The experimental study of biological vision and the creation of artificial vision systems are naturally intertwined – while exploration of the neuronal substrates of visual processing provides clues and inspiration for artificial systems, artificial systems can in turn serve as important generators of new ideas and working hypotheses. However, while systems neuroscience has so far provided inspiration and constraints for some of the “broad-stroke” properties of the visual system (e.g. hierarchical organization, synaptic integration of inputs and threshold, normalization, plasticity, etc.), much is still unknown. Even for those qualitative properties that most biological-inspired models hold in common, experimental data currently provide little constraint on their key parameters. Consequently, it is difficult to truly evaluate a set of computational ideas, since the performance of any one model depends strongly on its particular instantiation – e.g. the size of the pooling kernels, the number of units per layer, exponents in normalization operations, etc. Since the number of such parameters (explicit or implicit) is typically large, and the computational cost of evaluating one particular model is high, the space of possible model instantiations usually goes largely unexplored. Compounding the problem, even if a set of computational ideas are on the right track, the instantiated “scale” of those ideas is typically small (e.g. in terms of dimensionality and amount of training experience provided). Thus, when a model fails to approach the abilities of the visual system, we are left uncertain whether this failure is because we are missing a fundamental idea, or because the correct “parts” have not been tuned correctly, assembled at sufficient scale, or provided with insufficient experience.

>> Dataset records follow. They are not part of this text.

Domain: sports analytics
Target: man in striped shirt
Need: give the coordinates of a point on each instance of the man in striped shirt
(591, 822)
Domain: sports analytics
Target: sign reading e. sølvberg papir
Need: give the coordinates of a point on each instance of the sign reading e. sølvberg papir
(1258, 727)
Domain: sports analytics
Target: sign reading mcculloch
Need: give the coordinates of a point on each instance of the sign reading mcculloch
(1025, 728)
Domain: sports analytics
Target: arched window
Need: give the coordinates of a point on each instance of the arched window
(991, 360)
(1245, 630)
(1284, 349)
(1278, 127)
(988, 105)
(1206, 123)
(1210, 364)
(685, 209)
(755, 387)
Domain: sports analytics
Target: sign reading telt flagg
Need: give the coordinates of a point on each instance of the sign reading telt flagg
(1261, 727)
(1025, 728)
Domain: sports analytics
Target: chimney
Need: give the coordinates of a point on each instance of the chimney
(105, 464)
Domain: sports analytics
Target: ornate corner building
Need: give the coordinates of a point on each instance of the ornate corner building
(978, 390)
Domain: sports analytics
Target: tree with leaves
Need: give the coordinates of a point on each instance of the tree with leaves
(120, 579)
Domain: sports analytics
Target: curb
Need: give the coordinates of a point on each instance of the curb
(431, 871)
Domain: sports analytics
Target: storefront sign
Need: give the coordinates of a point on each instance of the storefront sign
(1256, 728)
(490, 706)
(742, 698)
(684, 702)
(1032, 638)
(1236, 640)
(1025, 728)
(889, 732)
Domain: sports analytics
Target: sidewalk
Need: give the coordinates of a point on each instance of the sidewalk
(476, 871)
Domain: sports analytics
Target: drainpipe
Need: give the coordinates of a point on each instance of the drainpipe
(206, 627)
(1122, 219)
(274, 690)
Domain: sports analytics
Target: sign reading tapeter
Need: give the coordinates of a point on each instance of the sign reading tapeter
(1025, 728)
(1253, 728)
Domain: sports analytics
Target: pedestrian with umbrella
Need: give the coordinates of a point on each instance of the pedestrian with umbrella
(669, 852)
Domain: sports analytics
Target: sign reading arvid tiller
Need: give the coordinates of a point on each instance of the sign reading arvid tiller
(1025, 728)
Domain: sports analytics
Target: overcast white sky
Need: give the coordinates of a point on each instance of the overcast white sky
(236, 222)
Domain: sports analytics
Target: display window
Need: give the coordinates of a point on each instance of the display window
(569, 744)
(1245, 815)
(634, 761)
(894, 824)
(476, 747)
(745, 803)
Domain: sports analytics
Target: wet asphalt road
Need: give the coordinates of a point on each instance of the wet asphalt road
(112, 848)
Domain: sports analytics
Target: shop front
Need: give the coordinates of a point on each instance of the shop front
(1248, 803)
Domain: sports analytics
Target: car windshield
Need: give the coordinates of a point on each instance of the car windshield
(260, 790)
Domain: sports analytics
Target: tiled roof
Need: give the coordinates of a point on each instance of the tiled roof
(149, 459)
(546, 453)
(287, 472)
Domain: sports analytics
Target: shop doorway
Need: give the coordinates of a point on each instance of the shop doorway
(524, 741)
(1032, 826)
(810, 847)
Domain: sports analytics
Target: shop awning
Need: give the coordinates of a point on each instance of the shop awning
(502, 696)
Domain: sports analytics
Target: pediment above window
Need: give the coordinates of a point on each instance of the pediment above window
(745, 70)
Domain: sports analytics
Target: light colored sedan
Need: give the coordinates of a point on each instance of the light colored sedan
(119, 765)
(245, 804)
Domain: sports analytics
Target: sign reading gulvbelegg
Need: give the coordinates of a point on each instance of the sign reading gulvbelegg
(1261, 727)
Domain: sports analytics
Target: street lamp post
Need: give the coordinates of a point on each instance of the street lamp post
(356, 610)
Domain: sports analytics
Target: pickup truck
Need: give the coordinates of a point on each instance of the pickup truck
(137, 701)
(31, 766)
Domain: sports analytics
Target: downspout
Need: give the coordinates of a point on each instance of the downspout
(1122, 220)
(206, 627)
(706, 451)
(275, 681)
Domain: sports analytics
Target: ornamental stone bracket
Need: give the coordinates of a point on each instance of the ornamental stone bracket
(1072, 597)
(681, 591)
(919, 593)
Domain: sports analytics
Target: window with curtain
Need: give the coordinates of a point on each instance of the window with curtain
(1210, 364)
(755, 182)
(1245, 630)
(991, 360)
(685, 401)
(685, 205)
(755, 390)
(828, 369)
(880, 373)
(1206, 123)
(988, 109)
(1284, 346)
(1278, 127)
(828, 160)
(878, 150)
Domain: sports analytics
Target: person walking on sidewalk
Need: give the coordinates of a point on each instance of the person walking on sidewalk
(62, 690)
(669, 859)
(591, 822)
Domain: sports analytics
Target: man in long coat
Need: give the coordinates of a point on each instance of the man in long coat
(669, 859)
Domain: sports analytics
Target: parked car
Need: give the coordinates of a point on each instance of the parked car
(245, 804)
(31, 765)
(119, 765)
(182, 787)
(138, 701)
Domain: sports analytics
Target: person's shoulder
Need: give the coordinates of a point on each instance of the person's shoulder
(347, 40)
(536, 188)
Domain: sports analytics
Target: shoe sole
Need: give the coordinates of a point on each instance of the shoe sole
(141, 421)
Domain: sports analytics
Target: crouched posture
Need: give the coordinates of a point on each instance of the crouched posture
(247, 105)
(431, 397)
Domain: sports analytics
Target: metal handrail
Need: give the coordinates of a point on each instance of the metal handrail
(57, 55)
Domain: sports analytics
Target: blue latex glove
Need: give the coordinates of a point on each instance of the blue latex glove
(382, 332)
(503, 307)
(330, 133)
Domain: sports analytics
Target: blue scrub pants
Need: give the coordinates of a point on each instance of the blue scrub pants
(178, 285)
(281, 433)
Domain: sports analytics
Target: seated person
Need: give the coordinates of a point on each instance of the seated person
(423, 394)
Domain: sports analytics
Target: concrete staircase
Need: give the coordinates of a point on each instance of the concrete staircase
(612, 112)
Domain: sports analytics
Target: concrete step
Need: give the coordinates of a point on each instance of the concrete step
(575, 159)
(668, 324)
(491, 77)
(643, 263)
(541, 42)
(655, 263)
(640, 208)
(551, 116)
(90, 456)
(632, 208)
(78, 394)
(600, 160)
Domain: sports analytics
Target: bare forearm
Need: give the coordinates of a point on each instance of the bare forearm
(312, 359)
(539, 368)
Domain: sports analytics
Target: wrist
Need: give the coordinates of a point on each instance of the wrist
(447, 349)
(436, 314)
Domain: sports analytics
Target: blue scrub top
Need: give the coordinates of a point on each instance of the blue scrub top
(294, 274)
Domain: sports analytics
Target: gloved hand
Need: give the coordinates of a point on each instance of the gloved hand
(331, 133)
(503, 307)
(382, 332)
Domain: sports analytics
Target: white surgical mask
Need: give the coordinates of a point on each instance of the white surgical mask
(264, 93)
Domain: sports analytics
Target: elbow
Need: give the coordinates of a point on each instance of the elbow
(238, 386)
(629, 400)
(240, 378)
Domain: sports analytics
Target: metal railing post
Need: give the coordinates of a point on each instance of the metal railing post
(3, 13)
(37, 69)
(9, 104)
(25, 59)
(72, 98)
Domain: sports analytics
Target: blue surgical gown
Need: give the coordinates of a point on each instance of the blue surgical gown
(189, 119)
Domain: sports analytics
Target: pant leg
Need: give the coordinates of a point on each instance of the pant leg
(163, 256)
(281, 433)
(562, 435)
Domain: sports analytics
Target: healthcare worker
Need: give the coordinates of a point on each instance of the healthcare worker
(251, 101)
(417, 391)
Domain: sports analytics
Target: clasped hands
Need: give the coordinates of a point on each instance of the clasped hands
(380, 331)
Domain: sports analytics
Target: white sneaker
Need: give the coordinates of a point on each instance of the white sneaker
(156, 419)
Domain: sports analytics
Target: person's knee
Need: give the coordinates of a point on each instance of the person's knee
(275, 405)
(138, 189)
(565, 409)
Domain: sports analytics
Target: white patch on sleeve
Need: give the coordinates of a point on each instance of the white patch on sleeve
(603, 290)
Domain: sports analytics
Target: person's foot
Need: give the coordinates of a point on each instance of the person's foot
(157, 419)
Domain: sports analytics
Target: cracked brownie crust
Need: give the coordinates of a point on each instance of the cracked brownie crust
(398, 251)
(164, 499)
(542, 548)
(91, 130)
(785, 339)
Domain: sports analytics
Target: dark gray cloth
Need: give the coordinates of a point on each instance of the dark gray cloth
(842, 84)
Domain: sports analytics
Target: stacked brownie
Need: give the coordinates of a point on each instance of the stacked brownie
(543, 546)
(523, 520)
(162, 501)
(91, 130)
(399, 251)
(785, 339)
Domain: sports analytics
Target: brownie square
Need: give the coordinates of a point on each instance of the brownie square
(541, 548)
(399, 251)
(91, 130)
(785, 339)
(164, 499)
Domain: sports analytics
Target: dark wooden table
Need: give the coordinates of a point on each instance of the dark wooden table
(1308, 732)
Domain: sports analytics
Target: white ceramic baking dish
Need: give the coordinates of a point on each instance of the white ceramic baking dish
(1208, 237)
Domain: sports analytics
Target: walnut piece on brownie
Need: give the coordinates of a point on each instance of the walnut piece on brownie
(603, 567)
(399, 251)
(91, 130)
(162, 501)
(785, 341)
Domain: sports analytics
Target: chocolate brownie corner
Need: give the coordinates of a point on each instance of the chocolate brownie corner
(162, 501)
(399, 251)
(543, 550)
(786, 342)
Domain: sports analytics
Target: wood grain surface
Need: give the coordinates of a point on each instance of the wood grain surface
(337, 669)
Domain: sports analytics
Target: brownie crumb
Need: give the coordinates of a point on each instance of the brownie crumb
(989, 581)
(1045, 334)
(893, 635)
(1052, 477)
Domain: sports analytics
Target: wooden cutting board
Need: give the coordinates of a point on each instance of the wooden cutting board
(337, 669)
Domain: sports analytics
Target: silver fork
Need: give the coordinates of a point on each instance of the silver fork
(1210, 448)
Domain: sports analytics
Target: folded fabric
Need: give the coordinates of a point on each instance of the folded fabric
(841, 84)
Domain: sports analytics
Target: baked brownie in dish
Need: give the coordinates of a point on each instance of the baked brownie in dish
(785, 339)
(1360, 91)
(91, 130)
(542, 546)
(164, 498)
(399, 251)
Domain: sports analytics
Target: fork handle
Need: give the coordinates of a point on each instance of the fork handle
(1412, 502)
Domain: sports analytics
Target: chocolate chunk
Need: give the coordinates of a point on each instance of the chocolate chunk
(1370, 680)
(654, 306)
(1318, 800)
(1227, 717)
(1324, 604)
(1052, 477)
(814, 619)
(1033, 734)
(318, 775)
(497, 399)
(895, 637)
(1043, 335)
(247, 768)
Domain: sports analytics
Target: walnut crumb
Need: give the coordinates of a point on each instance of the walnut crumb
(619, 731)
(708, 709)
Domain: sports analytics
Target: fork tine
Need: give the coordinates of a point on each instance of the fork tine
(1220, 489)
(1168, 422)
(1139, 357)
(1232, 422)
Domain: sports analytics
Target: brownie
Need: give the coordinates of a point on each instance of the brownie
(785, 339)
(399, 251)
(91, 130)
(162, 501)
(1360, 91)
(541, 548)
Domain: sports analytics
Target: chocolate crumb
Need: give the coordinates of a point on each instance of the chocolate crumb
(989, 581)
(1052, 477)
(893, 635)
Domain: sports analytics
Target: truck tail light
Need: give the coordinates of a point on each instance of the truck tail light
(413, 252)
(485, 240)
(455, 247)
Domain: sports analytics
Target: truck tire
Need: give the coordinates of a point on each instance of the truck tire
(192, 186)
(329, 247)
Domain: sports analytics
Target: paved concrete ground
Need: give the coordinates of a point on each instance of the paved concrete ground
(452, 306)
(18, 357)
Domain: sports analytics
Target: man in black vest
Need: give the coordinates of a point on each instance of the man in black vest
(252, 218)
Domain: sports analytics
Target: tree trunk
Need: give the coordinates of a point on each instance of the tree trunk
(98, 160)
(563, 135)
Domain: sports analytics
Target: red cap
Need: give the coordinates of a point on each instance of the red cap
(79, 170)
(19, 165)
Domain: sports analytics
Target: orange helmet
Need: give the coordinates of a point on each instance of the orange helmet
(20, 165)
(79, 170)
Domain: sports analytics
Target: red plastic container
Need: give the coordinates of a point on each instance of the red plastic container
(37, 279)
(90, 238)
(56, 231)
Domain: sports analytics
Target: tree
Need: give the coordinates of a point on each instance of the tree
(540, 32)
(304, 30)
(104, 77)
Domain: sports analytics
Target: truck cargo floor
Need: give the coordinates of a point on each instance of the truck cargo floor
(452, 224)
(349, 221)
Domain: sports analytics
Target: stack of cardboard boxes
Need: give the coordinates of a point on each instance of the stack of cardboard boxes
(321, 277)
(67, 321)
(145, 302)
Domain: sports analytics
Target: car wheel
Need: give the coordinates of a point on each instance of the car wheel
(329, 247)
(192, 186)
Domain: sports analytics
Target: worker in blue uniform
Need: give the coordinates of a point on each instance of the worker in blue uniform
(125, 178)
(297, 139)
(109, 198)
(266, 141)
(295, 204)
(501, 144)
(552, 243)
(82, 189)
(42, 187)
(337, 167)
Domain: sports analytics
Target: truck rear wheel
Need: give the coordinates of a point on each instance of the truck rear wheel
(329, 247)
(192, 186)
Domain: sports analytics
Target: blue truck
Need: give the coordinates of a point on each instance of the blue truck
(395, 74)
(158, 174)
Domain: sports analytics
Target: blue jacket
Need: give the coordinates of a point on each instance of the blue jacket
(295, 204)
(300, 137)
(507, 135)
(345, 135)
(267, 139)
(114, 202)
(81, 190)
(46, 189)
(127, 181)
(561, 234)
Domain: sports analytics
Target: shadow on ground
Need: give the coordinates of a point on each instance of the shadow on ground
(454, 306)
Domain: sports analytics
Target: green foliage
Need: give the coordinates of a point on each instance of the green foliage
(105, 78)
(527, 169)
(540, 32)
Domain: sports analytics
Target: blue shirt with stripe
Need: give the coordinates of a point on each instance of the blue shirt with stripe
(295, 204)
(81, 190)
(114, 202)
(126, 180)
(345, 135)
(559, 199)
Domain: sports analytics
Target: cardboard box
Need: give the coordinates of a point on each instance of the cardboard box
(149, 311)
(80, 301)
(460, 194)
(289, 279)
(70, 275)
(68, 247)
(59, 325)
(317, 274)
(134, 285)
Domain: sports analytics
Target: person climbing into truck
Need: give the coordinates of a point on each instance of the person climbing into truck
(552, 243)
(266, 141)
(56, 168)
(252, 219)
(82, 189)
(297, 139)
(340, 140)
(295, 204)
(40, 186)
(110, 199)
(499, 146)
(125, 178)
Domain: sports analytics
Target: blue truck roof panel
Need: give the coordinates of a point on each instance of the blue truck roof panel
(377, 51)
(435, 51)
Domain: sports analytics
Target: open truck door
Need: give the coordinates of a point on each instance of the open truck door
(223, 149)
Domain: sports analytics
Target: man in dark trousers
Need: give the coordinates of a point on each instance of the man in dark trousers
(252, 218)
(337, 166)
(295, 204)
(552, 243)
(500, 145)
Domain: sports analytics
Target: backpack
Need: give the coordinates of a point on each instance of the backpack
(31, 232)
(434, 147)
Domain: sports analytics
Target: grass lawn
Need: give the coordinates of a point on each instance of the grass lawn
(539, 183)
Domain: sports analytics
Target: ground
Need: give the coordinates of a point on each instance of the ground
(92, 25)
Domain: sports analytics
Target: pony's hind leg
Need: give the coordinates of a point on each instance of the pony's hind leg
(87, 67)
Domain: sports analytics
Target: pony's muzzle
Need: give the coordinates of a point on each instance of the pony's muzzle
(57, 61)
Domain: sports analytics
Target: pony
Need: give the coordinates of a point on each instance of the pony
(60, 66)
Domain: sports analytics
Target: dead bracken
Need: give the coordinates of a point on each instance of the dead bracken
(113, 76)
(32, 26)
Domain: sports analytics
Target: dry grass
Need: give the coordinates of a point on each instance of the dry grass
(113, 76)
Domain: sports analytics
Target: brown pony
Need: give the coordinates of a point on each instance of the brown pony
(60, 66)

As a way forward, we are pursuing a high-throughput approach to more expansively explore the possible range of biologically-inspired models – including models of larger, more realistic scale – leveraging recent advances in commodity stream processing hardware (high-end GPUs and the Playstation 3’s Cell BE processor). In analogy to high-throughput screening approaches in molecular biology and genetics, we generated and trained tens of thousands of potential network architectures and parameter instantiations, and we “screened” the visual representations produced by these models using tasks that engage the core problem of object recognition – tolerance to image variation. From these candidate models, the most promising were selected for further analysis. This approach has yielded significant, reproducible gains in performance in a basic object recognition task and, perhaps more importantly, it offers insight into which computational ideas are most important for achieving this performance. Such insights can then be fed back into the design of candidate models (constraining the search space and suggesting additional model features), further guiding “evolutionary” progress. As the scale of available computational power continues to expand, we believe that this approach holds great potential both for accelerating progress in artificial vision, and for generating new, experimentally-testable hypotheses for the study of biological vision.